Russ is best known as the father of Matthew Durrant, to whom he loaned his ice axe, crampons and helmet a few years ago and has never seen them since. Russ keeps track of his son’s (and his equipment’s) activities on Idaho Summits and here on Idaho: A Climbing Guide. He gains some comfort in knowing that he will never have to clean steel for John Platt or Tom Lopez.
Tom Cox is another next generation climber. He gets out often and his blog, The Granola Chronicles, is well worth reviewing. Tom notes, “I’ve found climbing the mountains of Idaho and beyond to be a humbling, challenging and rewarding experience. It’s an adventure just waiting to happen.”

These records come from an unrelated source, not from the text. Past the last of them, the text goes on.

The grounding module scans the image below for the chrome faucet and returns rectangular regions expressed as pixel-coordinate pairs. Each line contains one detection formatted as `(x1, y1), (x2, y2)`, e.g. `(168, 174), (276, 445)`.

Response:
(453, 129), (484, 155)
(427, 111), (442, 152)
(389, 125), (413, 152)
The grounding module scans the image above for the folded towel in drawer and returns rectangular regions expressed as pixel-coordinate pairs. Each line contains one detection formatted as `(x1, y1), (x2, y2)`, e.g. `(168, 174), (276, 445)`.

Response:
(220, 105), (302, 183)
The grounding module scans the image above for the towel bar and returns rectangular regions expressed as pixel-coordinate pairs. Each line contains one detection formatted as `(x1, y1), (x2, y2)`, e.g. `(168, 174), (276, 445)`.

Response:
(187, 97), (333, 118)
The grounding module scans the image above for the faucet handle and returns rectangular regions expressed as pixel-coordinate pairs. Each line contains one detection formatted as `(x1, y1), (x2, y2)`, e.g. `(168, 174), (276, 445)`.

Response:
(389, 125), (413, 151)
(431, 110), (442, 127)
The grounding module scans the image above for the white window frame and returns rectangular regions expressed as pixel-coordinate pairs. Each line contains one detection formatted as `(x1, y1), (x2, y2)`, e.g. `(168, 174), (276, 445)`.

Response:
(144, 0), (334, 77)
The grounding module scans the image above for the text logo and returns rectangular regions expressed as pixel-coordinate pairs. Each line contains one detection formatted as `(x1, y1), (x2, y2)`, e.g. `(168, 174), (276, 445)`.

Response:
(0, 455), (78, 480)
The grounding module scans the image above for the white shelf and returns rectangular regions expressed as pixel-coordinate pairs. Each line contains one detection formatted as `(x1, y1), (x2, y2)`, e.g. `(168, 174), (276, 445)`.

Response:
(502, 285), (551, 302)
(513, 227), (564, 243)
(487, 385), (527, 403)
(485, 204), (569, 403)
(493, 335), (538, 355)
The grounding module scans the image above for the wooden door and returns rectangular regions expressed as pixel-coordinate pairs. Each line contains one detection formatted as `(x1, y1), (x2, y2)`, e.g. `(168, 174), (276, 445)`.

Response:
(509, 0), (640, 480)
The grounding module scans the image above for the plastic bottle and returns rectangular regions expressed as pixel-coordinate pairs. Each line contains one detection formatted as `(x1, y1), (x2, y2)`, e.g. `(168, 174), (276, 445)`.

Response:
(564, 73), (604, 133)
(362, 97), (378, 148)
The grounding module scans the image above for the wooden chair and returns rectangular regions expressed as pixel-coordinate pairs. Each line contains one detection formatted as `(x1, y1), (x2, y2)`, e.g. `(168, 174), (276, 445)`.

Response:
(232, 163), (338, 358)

Tom writes great, well-photographed trip reports. You will find links to his reports on many Central Idaho peak pages on this site. He has also contributed an article on the shortcut to Chamberlain Basin which will save you a lot of hiking miles if you are going to climb Castle Peak from the south. Check out The Chamberlain Basin Cross-Country Route article. There is also a link to Tom’s detailed trip report for Castle Peak on the peak’s page. It’s a must read.
Wes Collins has probably climbed more technical routes in the Lost River Range than any other climber. His routes include first ascents and I believe that he is one of only two people (the other being Mike Howard) to climb all of the Idaho 12ers in Winter. Another of his accomplishments was the first traverse all 7 of the Lost River Range 12ers. Most recently, he (along with Kevin Hansen) made the first ascent of Mount Borah’s East Face.
This photo was taken by Wes during his Lost River Range traverse. Looking back toward Mount Borah from the summit of Mount Idaho.